Table 2 Rolling Results Note: Umbrella Comparative Example As is clear from the results shown in Table 2, the shape steepness when actual cold rolling was performed using each of the rolling mills shown in Examples 1 to 8 was When the crown adjustment roll according to the invention was used, the flatness was about 173 compared to the conventional one, and a significant improvement in flatness was obtained.

(Effects of the Invention) As shown above, the effect of the crown adjustment roll according to the present invention is very large, and the effect can be achieved by replacing only the roll of a conventional rolling mill. Facility reinforcement can be easily carried out. In addition, although the effect in the case of a 4Hr mill was shown in the example, a similar great effect can be obtained even if a crown adjustment roll for other types of rolling mills is introduced.

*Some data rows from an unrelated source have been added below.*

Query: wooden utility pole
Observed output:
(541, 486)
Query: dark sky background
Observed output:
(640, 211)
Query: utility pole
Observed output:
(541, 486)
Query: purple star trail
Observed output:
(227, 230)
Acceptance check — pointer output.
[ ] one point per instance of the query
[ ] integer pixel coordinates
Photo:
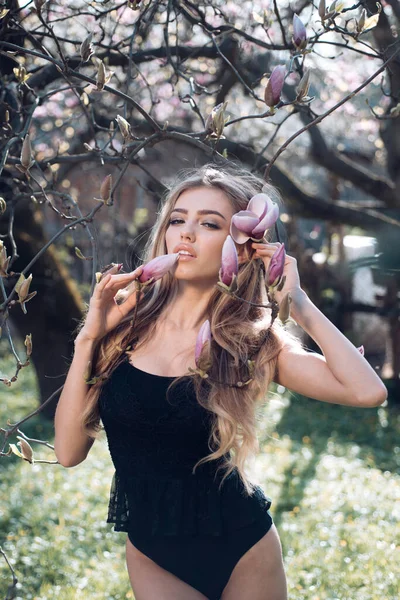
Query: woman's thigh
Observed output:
(259, 574)
(149, 581)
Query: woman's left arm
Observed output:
(342, 375)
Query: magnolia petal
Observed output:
(245, 221)
(238, 236)
(276, 265)
(230, 262)
(268, 221)
(158, 267)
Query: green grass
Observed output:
(332, 473)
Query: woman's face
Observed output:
(204, 232)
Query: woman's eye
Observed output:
(211, 225)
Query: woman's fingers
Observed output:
(123, 279)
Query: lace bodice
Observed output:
(154, 442)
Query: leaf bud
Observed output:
(124, 127)
(26, 449)
(28, 344)
(105, 189)
(86, 48)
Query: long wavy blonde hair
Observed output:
(239, 330)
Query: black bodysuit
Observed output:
(178, 519)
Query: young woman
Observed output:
(180, 437)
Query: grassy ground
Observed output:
(332, 473)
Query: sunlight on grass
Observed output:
(332, 473)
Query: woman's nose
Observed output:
(187, 234)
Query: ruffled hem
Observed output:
(190, 505)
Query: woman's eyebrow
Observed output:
(204, 211)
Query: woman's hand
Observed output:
(292, 282)
(104, 314)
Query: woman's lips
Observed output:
(186, 257)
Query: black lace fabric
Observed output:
(154, 444)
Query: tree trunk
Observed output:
(53, 313)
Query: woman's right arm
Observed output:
(72, 444)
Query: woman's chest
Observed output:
(166, 355)
(142, 403)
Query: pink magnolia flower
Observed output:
(273, 89)
(152, 271)
(275, 267)
(230, 264)
(158, 267)
(202, 352)
(261, 214)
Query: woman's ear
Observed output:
(243, 254)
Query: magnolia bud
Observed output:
(28, 344)
(86, 48)
(299, 33)
(26, 154)
(4, 260)
(105, 189)
(284, 308)
(273, 89)
(124, 127)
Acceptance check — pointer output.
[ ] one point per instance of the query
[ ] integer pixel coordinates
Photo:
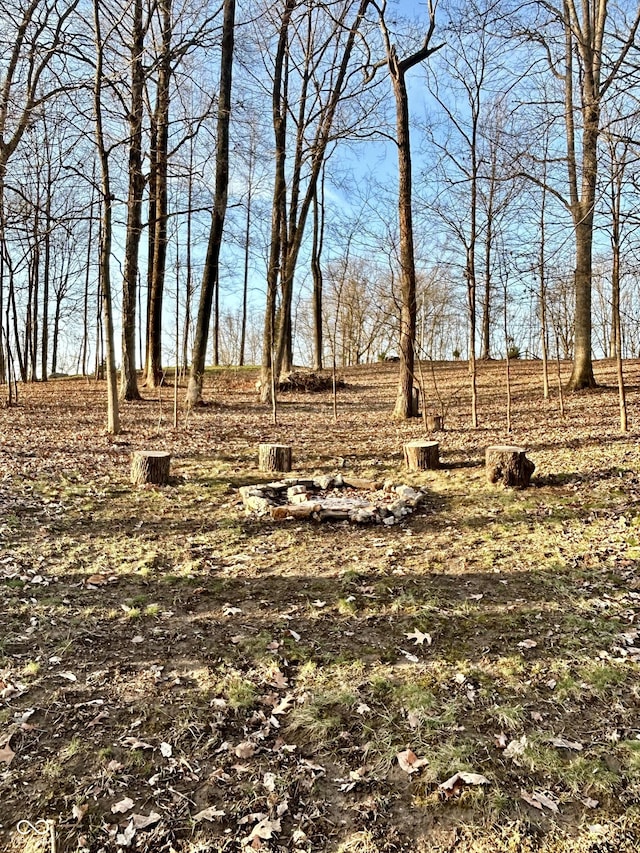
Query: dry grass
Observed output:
(274, 659)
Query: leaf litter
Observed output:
(155, 583)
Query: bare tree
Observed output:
(212, 262)
(398, 69)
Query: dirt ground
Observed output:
(177, 675)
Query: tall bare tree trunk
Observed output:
(113, 416)
(212, 263)
(159, 203)
(128, 377)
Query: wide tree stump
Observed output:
(421, 455)
(508, 465)
(150, 466)
(274, 457)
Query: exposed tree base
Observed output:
(150, 466)
(309, 381)
(274, 457)
(131, 396)
(509, 465)
(581, 378)
(421, 455)
(581, 384)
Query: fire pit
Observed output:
(332, 498)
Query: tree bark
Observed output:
(128, 377)
(212, 263)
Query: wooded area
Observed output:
(201, 656)
(241, 158)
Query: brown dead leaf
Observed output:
(539, 800)
(456, 783)
(279, 681)
(146, 821)
(245, 749)
(419, 637)
(124, 805)
(265, 829)
(79, 812)
(98, 580)
(409, 761)
(211, 814)
(563, 743)
(6, 754)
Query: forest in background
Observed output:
(218, 184)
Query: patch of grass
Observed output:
(240, 692)
(508, 717)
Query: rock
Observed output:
(257, 504)
(400, 509)
(325, 483)
(362, 516)
(408, 494)
(295, 490)
(250, 491)
(277, 486)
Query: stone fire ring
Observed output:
(332, 498)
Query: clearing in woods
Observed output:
(176, 675)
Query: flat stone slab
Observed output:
(332, 498)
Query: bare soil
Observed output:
(177, 675)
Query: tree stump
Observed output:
(274, 457)
(421, 455)
(508, 465)
(150, 466)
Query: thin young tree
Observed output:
(212, 262)
(398, 69)
(106, 221)
(586, 43)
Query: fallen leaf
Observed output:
(245, 749)
(563, 743)
(539, 800)
(516, 747)
(6, 754)
(279, 680)
(135, 743)
(284, 704)
(122, 806)
(212, 813)
(452, 786)
(409, 761)
(79, 812)
(69, 676)
(265, 829)
(269, 781)
(124, 839)
(97, 580)
(419, 637)
(145, 821)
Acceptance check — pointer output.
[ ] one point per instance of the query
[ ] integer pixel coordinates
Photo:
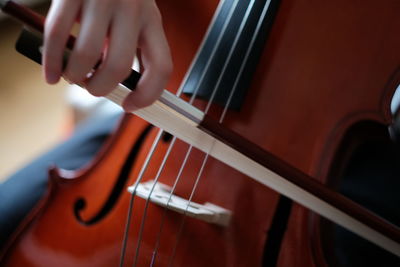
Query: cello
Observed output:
(297, 120)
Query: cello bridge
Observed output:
(161, 195)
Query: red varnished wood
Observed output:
(326, 66)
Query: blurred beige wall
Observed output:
(33, 115)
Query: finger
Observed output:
(58, 26)
(120, 52)
(96, 16)
(157, 63)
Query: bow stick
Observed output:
(191, 125)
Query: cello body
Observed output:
(326, 66)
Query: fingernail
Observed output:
(52, 78)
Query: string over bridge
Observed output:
(161, 195)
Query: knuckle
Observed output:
(118, 70)
(86, 56)
(74, 77)
(53, 32)
(96, 90)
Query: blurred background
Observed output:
(34, 116)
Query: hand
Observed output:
(115, 28)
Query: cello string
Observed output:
(213, 95)
(154, 255)
(254, 37)
(131, 201)
(150, 193)
(187, 206)
(246, 57)
(193, 97)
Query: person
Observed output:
(113, 30)
(117, 29)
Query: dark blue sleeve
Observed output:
(21, 191)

Furthermore, the effects of the present invention are not limited only to cold rolling, but are also exhibited in hot rolling, and the present invention has great significance in today's situations where hardening, widening, etc. are actively sought.

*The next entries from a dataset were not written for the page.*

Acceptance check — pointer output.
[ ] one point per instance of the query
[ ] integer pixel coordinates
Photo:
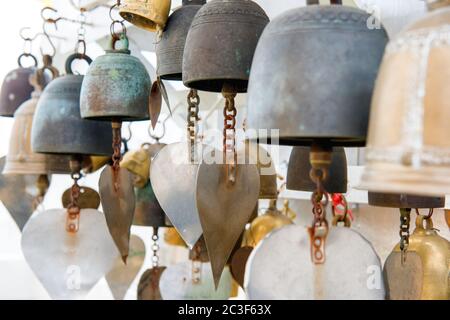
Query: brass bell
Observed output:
(424, 274)
(150, 15)
(407, 147)
(220, 45)
(57, 125)
(260, 227)
(169, 50)
(313, 74)
(298, 177)
(21, 159)
(116, 86)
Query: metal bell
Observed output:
(21, 159)
(404, 201)
(15, 90)
(408, 145)
(220, 45)
(116, 86)
(317, 65)
(298, 177)
(57, 125)
(150, 15)
(169, 50)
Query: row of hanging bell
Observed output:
(408, 145)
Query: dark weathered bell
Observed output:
(15, 90)
(21, 159)
(116, 86)
(313, 75)
(220, 45)
(392, 200)
(298, 177)
(169, 50)
(58, 126)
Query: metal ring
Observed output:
(26, 55)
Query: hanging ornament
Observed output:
(120, 277)
(407, 149)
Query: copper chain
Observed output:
(155, 248)
(192, 117)
(229, 136)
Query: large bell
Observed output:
(408, 142)
(15, 90)
(116, 86)
(169, 50)
(21, 159)
(150, 15)
(220, 45)
(313, 74)
(58, 127)
(298, 177)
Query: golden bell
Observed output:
(260, 227)
(138, 162)
(408, 148)
(433, 251)
(172, 237)
(150, 15)
(21, 159)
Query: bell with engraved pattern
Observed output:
(169, 50)
(408, 150)
(317, 64)
(299, 167)
(57, 125)
(220, 45)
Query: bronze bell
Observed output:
(313, 75)
(21, 159)
(150, 15)
(58, 127)
(220, 45)
(298, 177)
(116, 86)
(169, 50)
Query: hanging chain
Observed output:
(155, 248)
(192, 120)
(405, 218)
(73, 210)
(229, 135)
(117, 155)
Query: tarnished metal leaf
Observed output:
(68, 264)
(148, 288)
(118, 206)
(120, 277)
(225, 208)
(173, 180)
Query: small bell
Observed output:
(150, 15)
(169, 50)
(424, 275)
(321, 63)
(298, 177)
(220, 45)
(57, 125)
(407, 147)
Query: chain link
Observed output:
(192, 120)
(229, 135)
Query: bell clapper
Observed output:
(229, 133)
(73, 209)
(320, 159)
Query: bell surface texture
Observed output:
(313, 74)
(299, 167)
(220, 45)
(408, 147)
(169, 50)
(116, 87)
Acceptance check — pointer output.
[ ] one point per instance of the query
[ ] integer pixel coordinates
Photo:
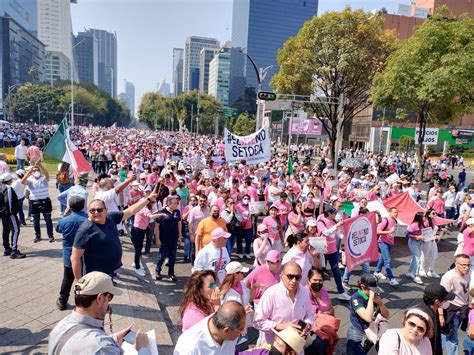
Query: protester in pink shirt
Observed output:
(264, 275)
(274, 227)
(437, 203)
(200, 299)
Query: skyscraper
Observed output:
(177, 71)
(261, 27)
(192, 50)
(55, 31)
(24, 12)
(129, 96)
(219, 76)
(86, 58)
(107, 60)
(205, 58)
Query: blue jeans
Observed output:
(167, 250)
(246, 235)
(333, 260)
(20, 164)
(62, 188)
(384, 259)
(450, 343)
(468, 345)
(347, 273)
(415, 249)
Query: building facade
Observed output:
(86, 58)
(177, 71)
(205, 58)
(219, 76)
(107, 60)
(20, 52)
(24, 12)
(261, 27)
(192, 51)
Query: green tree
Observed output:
(337, 53)
(432, 74)
(243, 125)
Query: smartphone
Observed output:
(130, 337)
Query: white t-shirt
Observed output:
(198, 341)
(208, 257)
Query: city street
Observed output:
(29, 289)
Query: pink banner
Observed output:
(360, 240)
(311, 126)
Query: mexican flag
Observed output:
(62, 148)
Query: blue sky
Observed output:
(147, 30)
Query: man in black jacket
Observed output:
(9, 208)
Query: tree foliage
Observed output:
(431, 74)
(51, 103)
(337, 53)
(243, 125)
(170, 112)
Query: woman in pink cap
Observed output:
(264, 276)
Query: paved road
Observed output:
(29, 289)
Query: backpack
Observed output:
(62, 177)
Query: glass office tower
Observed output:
(261, 27)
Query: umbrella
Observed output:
(352, 163)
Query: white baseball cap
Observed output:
(234, 267)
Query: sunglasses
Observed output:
(418, 328)
(293, 277)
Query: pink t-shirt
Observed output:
(437, 204)
(385, 225)
(323, 305)
(272, 226)
(262, 276)
(191, 316)
(141, 218)
(468, 242)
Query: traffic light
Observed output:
(266, 95)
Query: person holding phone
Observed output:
(365, 305)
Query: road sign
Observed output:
(431, 136)
(267, 95)
(230, 112)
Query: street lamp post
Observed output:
(72, 80)
(261, 74)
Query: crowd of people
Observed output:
(176, 189)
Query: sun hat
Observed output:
(94, 283)
(234, 267)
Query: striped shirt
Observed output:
(38, 188)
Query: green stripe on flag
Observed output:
(57, 146)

[Brief explanation of drawings]

1, 2, and 3 are explanatory diagrams showing one embodiment of the crown adjustment roll according to the present invention, respectively. Fig. 5 is an explanatory diagram of the crown pattern of each roll shown in Figs. ~(j) is an explanatory diagram of the type of rolling mill to which the crown adjustment roll according to the present invention is applied; FIG. 7 is an explanation of the vertical axis v1 and the horizontal axis v2 in the shape plane used to express the rolling mill control ability. Figures; Figures 8(a), (b), and (C) are graphs showing the effects of the embodiments of the present invention; Figure 9 is an explanatory diagram of a known mechanical VC roll; Figure 10 is An explanatory diagram of a known hydraulic roll: and FIG. 11 are explanatory diagrams of a known example of T, P, and rolls. 10: Crown adjustment roll 13.14.15: Bearing 18: Sleeve 20: Thrust hair ring 12: Arbor 16: Eccentric bush 22 Ni-thrust receiver

Claims (9)

[Claims] (1) an arbor, a plurality of bearings that are tilted and fixed to the arbor in an M-shape or W-shape so that two or more chevrons are formed in the axial direction of the arbor; and a plurality of bearings that are attached to the ends of the arbor. A crown adjustment roll comprising an arbor angle adjustment device. (2) an arbor, a plurality of bearings eccentrically fixed to the arbor in an M-shape or W-shape such that two or more chevrons are formed in the axial direction of the arbor; and a plurality of bearings attached to the ends of the arbor. A crown adjustment roll comprising an arbor angle adjustment device. (3) The crown adjustment roll according to claim 1 or 2, further comprising a cylindrical sleeve loosely fitted to the outermost peripheral portion of the roll. (4) A rolling mill comprising at least one crown adjustment roll according to any one of claims 1 to 3. (5) The rolling mill according to claim 4, further comprising at least one second crown adjustment roll. (6) The second crown adjustment roll is a mechanical device comprising an arbor, a plurality of bearings tilted and fixed to the arbor in a convex or concave manner, and an arbor angle adjustment device attached to an end of the arbor. The rolling mill according to claim 5, which is a VC roll. (7) The rolling mill according to claim 6, wherein the second crown adjustment roll further includes a cylindrical sleeve that is loosely fitted to the outermost periphery of the second crown adjustment roll. (8) The second crown adjustment roll is a hydraulic VC roll that shrink-fits the sleeve to the arbor and adjusts the crown of the sleeve by introducing high pressure oil into the central pressure receiving chamber of the arbor. The mentioned rolling mill. (9) The second crown adjustment roll fits a sleeve onto the arbor, has at least one of the arbor end and the sleeve end in a stepped shape, and is formed between the sleeve end and the arbor end. A ring is provided at the open end of the annular space to make the annular space liquid-tight, a ring spacer is fitted in the annular space, a liquid-tight chamber is formed on the end surface side of the ring spacer, and a pressurized liquid is supplied to the liquid-tight chamber. T. with which the supply flow path was communicated. P.
The rolling mill according to claim 5, which is a roll.